PART FIVE
ALTERED OCEANS
A Chemical Imbalance
Growing seawater acidity threatens to wipe out coral, fish and other crucial species worldwide.
By Usha Lee McFarling, Times Staff Writer
August 3, 2006
....As industrial activity pumps massive amounts of carbon dioxide into the environment, more of the gas is being absorbed by the oceans. As a result, seawater is becoming more acidic, and a variety of sea creatures await the same dismal fate as (Victoria) Fabry's pteropods.
The greenhouse gas, best known for accumulating in the atmosphere and heating the planet, is entering the ocean at a rate of nearly 1 million tons per hour — 10 times the natural rate.

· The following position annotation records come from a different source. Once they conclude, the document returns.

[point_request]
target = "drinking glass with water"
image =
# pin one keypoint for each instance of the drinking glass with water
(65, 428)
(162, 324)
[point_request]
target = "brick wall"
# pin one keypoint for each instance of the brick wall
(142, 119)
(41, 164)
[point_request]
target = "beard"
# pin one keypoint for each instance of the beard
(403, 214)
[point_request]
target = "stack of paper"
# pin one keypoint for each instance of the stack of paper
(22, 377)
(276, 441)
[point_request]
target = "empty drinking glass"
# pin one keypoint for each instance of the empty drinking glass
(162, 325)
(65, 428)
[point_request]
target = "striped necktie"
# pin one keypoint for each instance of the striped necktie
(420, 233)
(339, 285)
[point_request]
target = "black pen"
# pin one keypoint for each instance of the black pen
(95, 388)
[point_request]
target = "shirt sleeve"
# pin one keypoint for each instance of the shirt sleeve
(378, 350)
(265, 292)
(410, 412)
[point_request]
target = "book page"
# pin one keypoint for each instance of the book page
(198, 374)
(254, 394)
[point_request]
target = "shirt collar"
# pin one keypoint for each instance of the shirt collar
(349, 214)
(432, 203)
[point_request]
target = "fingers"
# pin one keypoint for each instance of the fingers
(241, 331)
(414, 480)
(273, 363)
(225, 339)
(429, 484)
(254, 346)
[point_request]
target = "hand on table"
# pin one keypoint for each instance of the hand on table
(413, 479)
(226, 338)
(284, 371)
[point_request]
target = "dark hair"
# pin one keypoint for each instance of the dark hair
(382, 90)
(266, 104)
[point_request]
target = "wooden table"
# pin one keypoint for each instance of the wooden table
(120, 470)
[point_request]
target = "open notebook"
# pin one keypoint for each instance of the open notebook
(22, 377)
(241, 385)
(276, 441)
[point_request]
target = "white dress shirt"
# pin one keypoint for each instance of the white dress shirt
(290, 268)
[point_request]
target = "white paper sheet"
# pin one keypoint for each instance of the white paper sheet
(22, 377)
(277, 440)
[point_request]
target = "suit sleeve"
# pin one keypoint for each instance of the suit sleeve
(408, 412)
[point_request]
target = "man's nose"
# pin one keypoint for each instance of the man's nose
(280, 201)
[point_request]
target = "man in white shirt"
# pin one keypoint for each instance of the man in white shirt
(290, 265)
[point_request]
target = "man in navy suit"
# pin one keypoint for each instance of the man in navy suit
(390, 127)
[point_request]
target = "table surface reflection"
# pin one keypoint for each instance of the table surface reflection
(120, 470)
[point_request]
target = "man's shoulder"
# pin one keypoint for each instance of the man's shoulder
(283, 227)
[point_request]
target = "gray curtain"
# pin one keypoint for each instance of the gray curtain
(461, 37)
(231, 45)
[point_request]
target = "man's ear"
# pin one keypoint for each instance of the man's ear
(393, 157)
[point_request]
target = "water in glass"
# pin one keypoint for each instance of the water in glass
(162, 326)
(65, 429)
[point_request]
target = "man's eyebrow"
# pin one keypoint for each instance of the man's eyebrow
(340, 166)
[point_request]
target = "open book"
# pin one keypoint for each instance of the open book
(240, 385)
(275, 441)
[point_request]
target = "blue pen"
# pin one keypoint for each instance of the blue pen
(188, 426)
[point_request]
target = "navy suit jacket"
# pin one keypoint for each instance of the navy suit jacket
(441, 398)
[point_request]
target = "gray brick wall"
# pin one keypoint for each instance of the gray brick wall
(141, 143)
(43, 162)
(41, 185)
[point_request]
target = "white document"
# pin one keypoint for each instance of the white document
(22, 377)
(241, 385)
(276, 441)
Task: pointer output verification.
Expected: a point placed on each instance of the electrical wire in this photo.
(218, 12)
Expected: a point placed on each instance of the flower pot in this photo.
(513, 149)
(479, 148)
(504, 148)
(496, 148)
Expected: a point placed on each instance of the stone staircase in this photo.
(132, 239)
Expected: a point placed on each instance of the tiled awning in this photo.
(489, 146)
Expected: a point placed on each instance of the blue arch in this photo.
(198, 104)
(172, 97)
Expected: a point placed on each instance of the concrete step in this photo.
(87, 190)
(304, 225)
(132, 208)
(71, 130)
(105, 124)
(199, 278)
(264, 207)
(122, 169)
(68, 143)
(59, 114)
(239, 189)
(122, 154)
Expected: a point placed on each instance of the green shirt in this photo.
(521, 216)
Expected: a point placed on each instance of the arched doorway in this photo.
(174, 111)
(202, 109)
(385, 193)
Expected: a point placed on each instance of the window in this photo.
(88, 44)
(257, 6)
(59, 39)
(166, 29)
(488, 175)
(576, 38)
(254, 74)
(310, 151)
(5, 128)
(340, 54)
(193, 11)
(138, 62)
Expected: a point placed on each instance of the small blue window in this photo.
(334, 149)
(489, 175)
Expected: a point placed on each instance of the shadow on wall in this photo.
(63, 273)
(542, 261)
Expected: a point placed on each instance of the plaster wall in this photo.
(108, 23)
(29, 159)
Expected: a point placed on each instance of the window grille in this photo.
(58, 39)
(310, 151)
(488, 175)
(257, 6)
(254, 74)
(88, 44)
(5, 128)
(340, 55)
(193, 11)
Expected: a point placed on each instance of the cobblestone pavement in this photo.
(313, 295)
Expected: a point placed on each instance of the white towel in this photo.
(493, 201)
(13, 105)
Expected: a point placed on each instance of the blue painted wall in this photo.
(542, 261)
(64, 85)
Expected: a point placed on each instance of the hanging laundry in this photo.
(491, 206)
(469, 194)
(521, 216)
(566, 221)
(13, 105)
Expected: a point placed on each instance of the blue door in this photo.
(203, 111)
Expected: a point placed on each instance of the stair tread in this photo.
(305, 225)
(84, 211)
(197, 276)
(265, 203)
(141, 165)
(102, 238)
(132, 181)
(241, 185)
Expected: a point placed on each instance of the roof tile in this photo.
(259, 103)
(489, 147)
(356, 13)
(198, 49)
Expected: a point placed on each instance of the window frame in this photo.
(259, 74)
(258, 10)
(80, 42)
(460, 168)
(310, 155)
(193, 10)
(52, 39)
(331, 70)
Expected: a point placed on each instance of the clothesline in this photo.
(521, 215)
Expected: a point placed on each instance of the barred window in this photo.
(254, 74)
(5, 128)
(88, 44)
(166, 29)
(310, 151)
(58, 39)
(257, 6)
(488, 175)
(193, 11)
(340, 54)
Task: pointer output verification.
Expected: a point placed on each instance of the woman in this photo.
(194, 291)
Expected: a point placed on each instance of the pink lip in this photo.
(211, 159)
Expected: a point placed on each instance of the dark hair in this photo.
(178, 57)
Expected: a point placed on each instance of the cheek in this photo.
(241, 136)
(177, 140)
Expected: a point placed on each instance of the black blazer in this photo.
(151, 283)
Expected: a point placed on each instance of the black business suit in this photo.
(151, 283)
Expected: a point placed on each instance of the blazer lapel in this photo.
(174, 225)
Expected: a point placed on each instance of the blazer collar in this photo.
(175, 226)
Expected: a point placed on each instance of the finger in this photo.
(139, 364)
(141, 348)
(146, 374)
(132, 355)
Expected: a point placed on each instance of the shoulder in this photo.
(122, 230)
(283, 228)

Scientists report that the seas are more acidic today than they have been in at least 650,000 years. At the current rate of increase, ocean acidity is expected, by the end of this century, to be 2 1/2 times what it was before the Industrial Revolution began 200 years ago. Such a change would devastate many species of fish and other animals that have thrived in chemically stable seawater for millions of years.
Less likely to be harmed are algae, bacteria and other primitive forms of life that are already proliferating at the expense of fish, marine mammals and corals.
In a matter of decades, the world's remaining coral reefs could be too brittle to withstand pounding waves. Shells could become too fragile to protect their occupants. By the end of the century, much of the polar ocean is expected to be as acidified as the water that did such damage to the pteropods aboard the Discoverer....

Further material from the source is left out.